Raccoon Noises

Conversation

Charlotte /Cinny

random idea for a bitwise encoding of unicode

00<7 bits>: one shot ASCII
01<4 bits>: 4 bit delta
10<4 bits>: 5 bit delta with leading 1 bit
1100<5 bits>: 6 bit delta with leading 1 bit
1101<10 bits>: 10 bit delta
11100<12 bits>: 12 bit delta
11110<14 bits>: 14 bit delta
11111<21 bits>: jump to specific 21 bit unicode codepoint

Ryan Castellucci (they/them)

ryanc@infosec.exchange

5 months ago

Reply to @charlotte

@charlotte have you seen unishox?

chjara ☭

chjara@akko.tuxcrafting.xyz

5 months ago

Reply to @charlotte

@charlotte That's basically BOCU-1 minus normalization, I'm pretty sure.

Charlotte /Cinny

charlotte

5 months ago

Reply to @chjara@akko.tuxcrafting.xyz

@chjara no

chjara ☭

chjara@akko.tuxcrafting.xyz

5 months ago

Reply to @charlotte

@charlotte Encoding each codepoint as an offset from the last?

Charlotte /Cinny

charlotte

5 months ago

Reply to @chjara@akko.tuxcrafting.xyz

Edited 5 months ago

@chjara bocu-1 doesn’t do that,

This is a raccoon: 🦝

is encoded to
[a4, b8, b9, c3, 20, b9, c3, 20, b1, 20, c2, b1, b3, b3, bf, bf, be, 8a, 20, fd, 04, 2e]

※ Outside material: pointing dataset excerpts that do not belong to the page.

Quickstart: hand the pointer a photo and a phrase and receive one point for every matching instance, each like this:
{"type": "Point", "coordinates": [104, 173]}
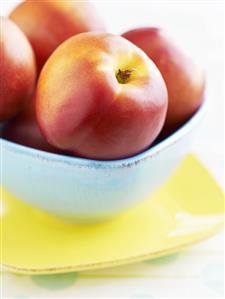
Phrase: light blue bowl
{"type": "Point", "coordinates": [84, 191]}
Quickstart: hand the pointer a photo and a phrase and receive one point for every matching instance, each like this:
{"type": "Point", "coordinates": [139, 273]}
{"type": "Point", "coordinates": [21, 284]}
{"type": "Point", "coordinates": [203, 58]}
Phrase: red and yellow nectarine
{"type": "Point", "coordinates": [17, 70]}
{"type": "Point", "coordinates": [184, 80]}
{"type": "Point", "coordinates": [48, 23]}
{"type": "Point", "coordinates": [100, 97]}
{"type": "Point", "coordinates": [23, 129]}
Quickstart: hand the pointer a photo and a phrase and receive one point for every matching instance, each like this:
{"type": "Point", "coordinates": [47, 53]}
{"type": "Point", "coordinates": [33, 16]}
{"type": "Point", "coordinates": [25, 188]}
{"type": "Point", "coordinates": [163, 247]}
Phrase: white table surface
{"type": "Point", "coordinates": [198, 271]}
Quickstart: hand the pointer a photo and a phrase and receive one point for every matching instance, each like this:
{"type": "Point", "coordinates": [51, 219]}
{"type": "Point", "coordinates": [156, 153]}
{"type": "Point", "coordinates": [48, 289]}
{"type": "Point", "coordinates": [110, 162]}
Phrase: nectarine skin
{"type": "Point", "coordinates": [83, 108]}
{"type": "Point", "coordinates": [48, 23]}
{"type": "Point", "coordinates": [17, 70]}
{"type": "Point", "coordinates": [184, 80]}
{"type": "Point", "coordinates": [24, 130]}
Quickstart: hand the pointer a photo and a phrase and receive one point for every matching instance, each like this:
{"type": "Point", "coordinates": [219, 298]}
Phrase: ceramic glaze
{"type": "Point", "coordinates": [82, 190]}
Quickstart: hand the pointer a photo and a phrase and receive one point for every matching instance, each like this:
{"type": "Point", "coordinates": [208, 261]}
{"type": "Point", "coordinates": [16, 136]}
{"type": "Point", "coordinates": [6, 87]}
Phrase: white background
{"type": "Point", "coordinates": [198, 26]}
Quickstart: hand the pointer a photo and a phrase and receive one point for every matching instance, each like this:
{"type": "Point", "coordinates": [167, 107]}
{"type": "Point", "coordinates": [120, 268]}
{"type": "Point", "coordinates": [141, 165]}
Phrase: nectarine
{"type": "Point", "coordinates": [23, 129]}
{"type": "Point", "coordinates": [48, 23]}
{"type": "Point", "coordinates": [184, 80]}
{"type": "Point", "coordinates": [17, 70]}
{"type": "Point", "coordinates": [100, 97]}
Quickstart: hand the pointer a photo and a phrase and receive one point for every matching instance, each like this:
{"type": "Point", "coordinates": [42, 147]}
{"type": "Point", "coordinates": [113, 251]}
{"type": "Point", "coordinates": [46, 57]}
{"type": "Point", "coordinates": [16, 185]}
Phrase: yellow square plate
{"type": "Point", "coordinates": [187, 209]}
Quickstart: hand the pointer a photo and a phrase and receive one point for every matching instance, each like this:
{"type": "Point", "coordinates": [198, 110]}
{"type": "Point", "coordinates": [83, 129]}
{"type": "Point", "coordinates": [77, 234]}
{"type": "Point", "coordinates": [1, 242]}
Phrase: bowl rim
{"type": "Point", "coordinates": [126, 162]}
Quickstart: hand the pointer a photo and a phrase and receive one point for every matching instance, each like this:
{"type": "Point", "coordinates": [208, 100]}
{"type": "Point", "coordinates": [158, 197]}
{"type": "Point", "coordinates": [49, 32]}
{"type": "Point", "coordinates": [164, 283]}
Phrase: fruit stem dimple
{"type": "Point", "coordinates": [124, 76]}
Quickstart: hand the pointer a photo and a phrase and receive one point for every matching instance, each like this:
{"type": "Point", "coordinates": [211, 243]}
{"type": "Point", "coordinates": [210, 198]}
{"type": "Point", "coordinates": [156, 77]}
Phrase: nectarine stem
{"type": "Point", "coordinates": [124, 76]}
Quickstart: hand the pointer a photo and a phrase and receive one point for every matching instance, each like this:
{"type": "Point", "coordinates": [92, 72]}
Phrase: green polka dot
{"type": "Point", "coordinates": [213, 277]}
{"type": "Point", "coordinates": [163, 259]}
{"type": "Point", "coordinates": [56, 281]}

it is more block based where it stores the difference to the middle of a 256 codepoint block however. it’s also fundamentally byte oriented since bitwise manipulation is something computers are quite bad at

Charlotte /Cinny

charlotte

5 months ago

Reply to @ryanc@infosec.exchange

@ryanc i haven’t

Charlotte /Cinny

charlotte

5 months ago

Reply to @charlotte

minor addition:

11101<16 bits>: 16 bit jump within the same plane

Charlotte /Cinny

charlotte

5 months ago

Reply to @charlotte

add an extra bit to the delta things for direction and these schemes are unironically extremely good for CJK. getting very close to 2 bytes per raccodepoint in a paragraph from a japanese newspaper article.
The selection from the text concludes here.